Disclosure Obligations

Under the university’s Intellectual Property policy, creators are required to disclose to the Research Innovation Group intellectual property made using significant University resources or pursuant to a research project funded through corporate, federal or other external sponsors.

Intellectual property is any product of the human intellect that the law protects from unauthorized use by others. This includes, but is not limited to, the discovery or creation of new material (either a new manufactured product or a new composition or matter), a new process, a new use for an existing material, or any improvements of any of these. Saint Louis University's Intellectual Property policy is available to read online on the Research Innovation Group website. 

We encourage you to contact us as soon as possible and submit an Intellectual Property Disclosure Form well in advance of making the intellectual property public.

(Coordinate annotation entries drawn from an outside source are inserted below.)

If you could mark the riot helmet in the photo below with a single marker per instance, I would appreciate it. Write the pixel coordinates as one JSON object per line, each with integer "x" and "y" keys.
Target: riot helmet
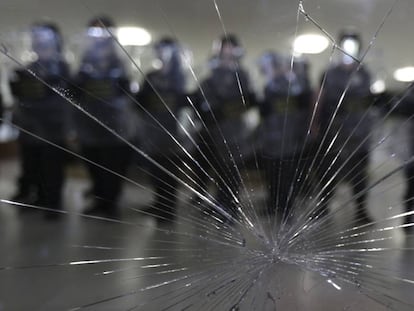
{"x": 46, "y": 40}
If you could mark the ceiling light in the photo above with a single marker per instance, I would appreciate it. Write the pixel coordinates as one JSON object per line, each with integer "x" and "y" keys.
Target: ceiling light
{"x": 310, "y": 44}
{"x": 133, "y": 36}
{"x": 404, "y": 74}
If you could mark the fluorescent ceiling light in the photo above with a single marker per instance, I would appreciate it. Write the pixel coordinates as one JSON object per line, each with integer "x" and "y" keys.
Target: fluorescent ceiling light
{"x": 133, "y": 36}
{"x": 378, "y": 87}
{"x": 310, "y": 44}
{"x": 404, "y": 74}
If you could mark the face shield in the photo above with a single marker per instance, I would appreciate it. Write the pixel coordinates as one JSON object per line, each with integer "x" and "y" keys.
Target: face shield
{"x": 45, "y": 43}
{"x": 351, "y": 46}
{"x": 166, "y": 53}
{"x": 270, "y": 64}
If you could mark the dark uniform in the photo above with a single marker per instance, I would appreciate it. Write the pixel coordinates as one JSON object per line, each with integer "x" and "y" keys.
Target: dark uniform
{"x": 285, "y": 112}
{"x": 102, "y": 83}
{"x": 347, "y": 136}
{"x": 162, "y": 96}
{"x": 44, "y": 113}
{"x": 224, "y": 139}
{"x": 406, "y": 107}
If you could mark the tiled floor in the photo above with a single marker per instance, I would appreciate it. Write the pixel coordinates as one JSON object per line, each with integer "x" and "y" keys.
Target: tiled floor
{"x": 94, "y": 264}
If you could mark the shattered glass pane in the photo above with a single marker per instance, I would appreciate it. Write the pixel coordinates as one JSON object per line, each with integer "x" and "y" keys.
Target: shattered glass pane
{"x": 274, "y": 201}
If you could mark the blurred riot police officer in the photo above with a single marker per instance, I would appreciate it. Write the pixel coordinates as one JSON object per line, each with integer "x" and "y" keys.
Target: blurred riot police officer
{"x": 44, "y": 113}
{"x": 224, "y": 138}
{"x": 162, "y": 96}
{"x": 285, "y": 111}
{"x": 405, "y": 106}
{"x": 346, "y": 136}
{"x": 103, "y": 84}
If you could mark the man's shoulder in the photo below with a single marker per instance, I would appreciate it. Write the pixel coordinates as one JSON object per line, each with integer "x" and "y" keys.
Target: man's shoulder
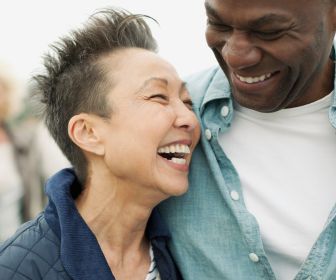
{"x": 31, "y": 253}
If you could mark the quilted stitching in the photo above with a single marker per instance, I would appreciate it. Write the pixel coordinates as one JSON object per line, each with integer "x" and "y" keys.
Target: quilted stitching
{"x": 32, "y": 253}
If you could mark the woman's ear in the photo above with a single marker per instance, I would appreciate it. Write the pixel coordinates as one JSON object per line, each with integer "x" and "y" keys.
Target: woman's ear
{"x": 82, "y": 131}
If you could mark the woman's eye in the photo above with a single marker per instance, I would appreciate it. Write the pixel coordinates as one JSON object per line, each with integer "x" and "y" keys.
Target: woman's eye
{"x": 189, "y": 104}
{"x": 159, "y": 97}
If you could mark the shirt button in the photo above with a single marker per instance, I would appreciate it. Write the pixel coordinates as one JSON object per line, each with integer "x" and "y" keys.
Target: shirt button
{"x": 253, "y": 257}
{"x": 234, "y": 195}
{"x": 225, "y": 111}
{"x": 208, "y": 134}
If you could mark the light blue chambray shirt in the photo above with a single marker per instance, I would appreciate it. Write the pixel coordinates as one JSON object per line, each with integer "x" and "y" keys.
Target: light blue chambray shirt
{"x": 213, "y": 234}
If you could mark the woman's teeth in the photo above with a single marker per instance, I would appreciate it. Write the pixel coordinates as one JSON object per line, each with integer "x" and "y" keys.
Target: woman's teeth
{"x": 175, "y": 153}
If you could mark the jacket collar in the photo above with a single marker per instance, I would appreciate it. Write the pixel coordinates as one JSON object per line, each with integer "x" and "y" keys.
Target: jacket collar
{"x": 80, "y": 251}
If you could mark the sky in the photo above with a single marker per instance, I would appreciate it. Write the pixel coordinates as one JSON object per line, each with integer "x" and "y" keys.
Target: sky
{"x": 28, "y": 27}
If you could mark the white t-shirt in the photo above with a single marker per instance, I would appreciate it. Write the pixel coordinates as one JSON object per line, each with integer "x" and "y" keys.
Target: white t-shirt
{"x": 286, "y": 161}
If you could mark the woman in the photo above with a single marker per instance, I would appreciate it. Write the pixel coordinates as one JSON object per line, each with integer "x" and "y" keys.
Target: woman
{"x": 124, "y": 120}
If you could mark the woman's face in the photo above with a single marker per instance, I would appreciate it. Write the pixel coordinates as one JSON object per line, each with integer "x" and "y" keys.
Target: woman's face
{"x": 152, "y": 130}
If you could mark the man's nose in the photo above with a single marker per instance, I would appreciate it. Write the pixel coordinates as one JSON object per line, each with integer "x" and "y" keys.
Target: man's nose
{"x": 239, "y": 52}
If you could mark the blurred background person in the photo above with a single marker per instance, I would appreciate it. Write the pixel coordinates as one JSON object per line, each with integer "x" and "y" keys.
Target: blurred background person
{"x": 11, "y": 183}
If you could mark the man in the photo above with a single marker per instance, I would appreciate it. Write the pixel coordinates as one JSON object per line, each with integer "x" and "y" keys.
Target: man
{"x": 261, "y": 202}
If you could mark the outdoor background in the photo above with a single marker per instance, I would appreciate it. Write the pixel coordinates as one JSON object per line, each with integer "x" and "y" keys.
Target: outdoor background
{"x": 28, "y": 27}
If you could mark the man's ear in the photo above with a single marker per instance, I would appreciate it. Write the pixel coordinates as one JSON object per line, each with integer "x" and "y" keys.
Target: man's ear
{"x": 82, "y": 131}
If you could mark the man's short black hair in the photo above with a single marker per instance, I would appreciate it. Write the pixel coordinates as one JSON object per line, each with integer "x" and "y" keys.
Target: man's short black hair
{"x": 74, "y": 80}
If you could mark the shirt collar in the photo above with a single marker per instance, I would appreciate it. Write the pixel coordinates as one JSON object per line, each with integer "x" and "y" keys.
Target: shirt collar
{"x": 219, "y": 88}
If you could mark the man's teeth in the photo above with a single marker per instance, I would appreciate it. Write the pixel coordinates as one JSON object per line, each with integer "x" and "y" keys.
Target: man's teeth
{"x": 179, "y": 160}
{"x": 252, "y": 80}
{"x": 177, "y": 148}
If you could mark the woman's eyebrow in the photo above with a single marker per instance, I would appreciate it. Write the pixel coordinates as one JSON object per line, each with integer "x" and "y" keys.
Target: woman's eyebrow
{"x": 161, "y": 80}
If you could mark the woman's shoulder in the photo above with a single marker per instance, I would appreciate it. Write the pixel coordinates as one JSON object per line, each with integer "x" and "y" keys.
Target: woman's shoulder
{"x": 33, "y": 252}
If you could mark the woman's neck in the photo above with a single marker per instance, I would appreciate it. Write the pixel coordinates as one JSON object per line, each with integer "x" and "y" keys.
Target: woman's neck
{"x": 117, "y": 215}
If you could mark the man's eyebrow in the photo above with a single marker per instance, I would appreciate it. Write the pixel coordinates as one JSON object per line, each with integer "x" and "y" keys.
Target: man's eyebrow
{"x": 256, "y": 23}
{"x": 268, "y": 19}
{"x": 211, "y": 11}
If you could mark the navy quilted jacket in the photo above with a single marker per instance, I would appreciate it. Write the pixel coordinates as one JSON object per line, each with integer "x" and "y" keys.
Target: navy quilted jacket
{"x": 59, "y": 245}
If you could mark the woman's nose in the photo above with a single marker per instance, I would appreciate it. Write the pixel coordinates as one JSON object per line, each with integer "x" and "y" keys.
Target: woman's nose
{"x": 239, "y": 52}
{"x": 185, "y": 117}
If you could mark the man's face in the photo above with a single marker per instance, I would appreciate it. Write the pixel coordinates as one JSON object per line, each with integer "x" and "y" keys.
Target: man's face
{"x": 275, "y": 53}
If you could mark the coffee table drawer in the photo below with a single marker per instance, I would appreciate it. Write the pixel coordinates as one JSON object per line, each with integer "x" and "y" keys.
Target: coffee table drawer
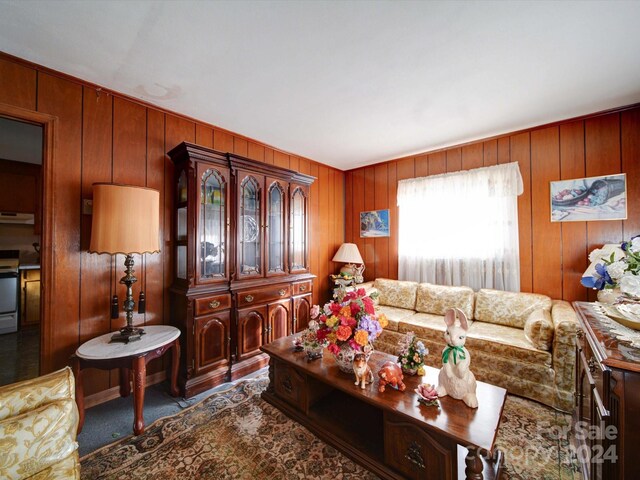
{"x": 414, "y": 452}
{"x": 290, "y": 385}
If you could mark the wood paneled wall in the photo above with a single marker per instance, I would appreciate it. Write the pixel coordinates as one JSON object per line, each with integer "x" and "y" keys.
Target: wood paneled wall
{"x": 107, "y": 137}
{"x": 553, "y": 256}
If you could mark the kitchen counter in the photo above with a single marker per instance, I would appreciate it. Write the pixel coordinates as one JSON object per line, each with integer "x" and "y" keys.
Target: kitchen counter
{"x": 29, "y": 266}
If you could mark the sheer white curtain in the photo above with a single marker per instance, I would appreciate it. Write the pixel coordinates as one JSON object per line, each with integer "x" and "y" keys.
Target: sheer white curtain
{"x": 461, "y": 228}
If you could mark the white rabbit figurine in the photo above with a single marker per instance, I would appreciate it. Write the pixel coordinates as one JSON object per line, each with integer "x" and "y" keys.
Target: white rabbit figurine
{"x": 455, "y": 378}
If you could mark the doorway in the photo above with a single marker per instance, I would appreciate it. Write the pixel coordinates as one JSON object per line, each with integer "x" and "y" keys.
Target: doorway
{"x": 27, "y": 141}
{"x": 21, "y": 150}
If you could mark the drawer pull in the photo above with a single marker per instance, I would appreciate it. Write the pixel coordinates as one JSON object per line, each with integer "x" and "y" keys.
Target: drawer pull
{"x": 413, "y": 454}
{"x": 286, "y": 384}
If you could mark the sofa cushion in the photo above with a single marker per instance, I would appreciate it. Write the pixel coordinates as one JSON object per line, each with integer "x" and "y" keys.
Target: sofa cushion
{"x": 539, "y": 329}
{"x": 508, "y": 308}
{"x": 64, "y": 469}
{"x": 394, "y": 315}
{"x": 37, "y": 439}
{"x": 23, "y": 396}
{"x": 437, "y": 299}
{"x": 504, "y": 341}
{"x": 425, "y": 326}
{"x": 396, "y": 293}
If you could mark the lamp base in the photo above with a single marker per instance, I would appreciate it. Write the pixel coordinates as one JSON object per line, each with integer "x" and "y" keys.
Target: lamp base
{"x": 127, "y": 334}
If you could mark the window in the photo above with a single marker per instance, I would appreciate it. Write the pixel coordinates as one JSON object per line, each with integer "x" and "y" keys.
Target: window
{"x": 461, "y": 228}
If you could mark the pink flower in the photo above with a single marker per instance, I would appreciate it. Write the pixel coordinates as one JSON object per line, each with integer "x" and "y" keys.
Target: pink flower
{"x": 427, "y": 391}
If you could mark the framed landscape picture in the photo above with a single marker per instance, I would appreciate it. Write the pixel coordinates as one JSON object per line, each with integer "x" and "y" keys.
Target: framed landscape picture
{"x": 592, "y": 198}
{"x": 374, "y": 223}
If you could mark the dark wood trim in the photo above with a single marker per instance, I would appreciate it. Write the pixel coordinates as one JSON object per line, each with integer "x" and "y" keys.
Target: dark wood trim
{"x": 49, "y": 133}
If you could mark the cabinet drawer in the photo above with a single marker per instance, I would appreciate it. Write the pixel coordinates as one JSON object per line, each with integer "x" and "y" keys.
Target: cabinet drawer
{"x": 290, "y": 385}
{"x": 263, "y": 295}
{"x": 212, "y": 304}
{"x": 302, "y": 287}
{"x": 590, "y": 363}
{"x": 414, "y": 452}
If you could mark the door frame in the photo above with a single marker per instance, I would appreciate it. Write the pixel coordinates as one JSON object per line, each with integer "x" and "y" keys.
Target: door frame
{"x": 49, "y": 125}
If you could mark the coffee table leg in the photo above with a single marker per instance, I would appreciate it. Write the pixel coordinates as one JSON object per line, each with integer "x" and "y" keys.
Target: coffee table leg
{"x": 77, "y": 373}
{"x": 139, "y": 379}
{"x": 175, "y": 361}
{"x": 474, "y": 465}
{"x": 125, "y": 382}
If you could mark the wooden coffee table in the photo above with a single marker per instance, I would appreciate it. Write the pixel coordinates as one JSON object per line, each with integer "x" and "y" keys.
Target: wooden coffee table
{"x": 389, "y": 433}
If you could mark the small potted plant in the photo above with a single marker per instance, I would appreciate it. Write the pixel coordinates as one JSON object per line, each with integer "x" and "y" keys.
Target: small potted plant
{"x": 412, "y": 354}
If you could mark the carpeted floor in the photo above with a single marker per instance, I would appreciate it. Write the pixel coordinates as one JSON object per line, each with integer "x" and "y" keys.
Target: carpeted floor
{"x": 234, "y": 434}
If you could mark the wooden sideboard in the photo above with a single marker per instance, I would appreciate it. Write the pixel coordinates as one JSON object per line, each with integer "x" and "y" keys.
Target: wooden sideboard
{"x": 607, "y": 414}
{"x": 241, "y": 274}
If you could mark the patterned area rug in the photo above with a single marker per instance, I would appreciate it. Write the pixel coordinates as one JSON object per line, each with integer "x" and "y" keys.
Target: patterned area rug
{"x": 235, "y": 435}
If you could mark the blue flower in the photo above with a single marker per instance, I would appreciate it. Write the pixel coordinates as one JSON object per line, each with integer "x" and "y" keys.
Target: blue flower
{"x": 599, "y": 281}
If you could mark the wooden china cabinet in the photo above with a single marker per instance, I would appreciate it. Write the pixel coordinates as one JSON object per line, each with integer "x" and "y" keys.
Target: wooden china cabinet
{"x": 241, "y": 273}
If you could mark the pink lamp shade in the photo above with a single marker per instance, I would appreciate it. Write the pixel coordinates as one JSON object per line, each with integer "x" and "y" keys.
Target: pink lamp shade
{"x": 348, "y": 253}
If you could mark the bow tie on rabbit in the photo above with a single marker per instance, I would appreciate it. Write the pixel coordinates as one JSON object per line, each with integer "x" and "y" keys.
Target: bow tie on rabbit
{"x": 455, "y": 378}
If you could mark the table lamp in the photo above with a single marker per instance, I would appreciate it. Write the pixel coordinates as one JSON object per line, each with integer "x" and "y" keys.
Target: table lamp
{"x": 349, "y": 254}
{"x": 126, "y": 220}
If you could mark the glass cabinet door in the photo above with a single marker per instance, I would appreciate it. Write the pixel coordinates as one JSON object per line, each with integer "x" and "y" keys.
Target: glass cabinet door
{"x": 212, "y": 224}
{"x": 249, "y": 226}
{"x": 297, "y": 229}
{"x": 275, "y": 228}
{"x": 181, "y": 226}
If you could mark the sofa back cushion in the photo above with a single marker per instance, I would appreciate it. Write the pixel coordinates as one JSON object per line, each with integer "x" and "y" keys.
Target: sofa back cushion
{"x": 39, "y": 438}
{"x": 508, "y": 308}
{"x": 539, "y": 329}
{"x": 396, "y": 293}
{"x": 436, "y": 299}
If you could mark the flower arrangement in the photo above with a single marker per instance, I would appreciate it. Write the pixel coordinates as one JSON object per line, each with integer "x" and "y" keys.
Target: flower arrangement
{"x": 349, "y": 319}
{"x": 412, "y": 354}
{"x": 616, "y": 267}
{"x": 311, "y": 344}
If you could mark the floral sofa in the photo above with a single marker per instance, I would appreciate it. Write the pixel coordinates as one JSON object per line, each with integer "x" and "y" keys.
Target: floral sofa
{"x": 523, "y": 342}
{"x": 38, "y": 427}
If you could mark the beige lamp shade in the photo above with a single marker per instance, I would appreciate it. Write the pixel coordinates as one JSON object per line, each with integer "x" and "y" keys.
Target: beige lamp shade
{"x": 348, "y": 253}
{"x": 126, "y": 219}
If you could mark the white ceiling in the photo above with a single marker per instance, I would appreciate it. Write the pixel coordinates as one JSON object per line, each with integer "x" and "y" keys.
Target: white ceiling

When to Submit a Disclosure

You may have questions about when you should submit an intellectual property disclosure form.  We recommend that you do not try to determine if what you’ve developed is patentable.  There is a world of difference between patentability (which is determined by law), innovative and useful (which is determined by your colleagues and other experts in your field), and commercially valuable (which is determined by the market).  Patents are not the only option for creating and protecting intellectual property.  Moreover, inventions and technologies are not the only forms of intellectual property. 

Below are several simple rules of thumb that will help you determine when you should submit an intellectual property disclosure form.

  1. You complete the final draft of your dissertation or thesis.
  2. You complete the first draft of a submission for publication.
  3. At least two weeks before you plan on presenting a public lecture or exhibiting a poster about your invention or innovation.
  4. You complete a summary report at the end of a funded research project.
  5. You conceive something that is genuinely new to your field and would likely be recognized as so by your peers regardless of whether or not it is worthy of publication.
  6. You believe that you have created an invention or developed something significantly innovative.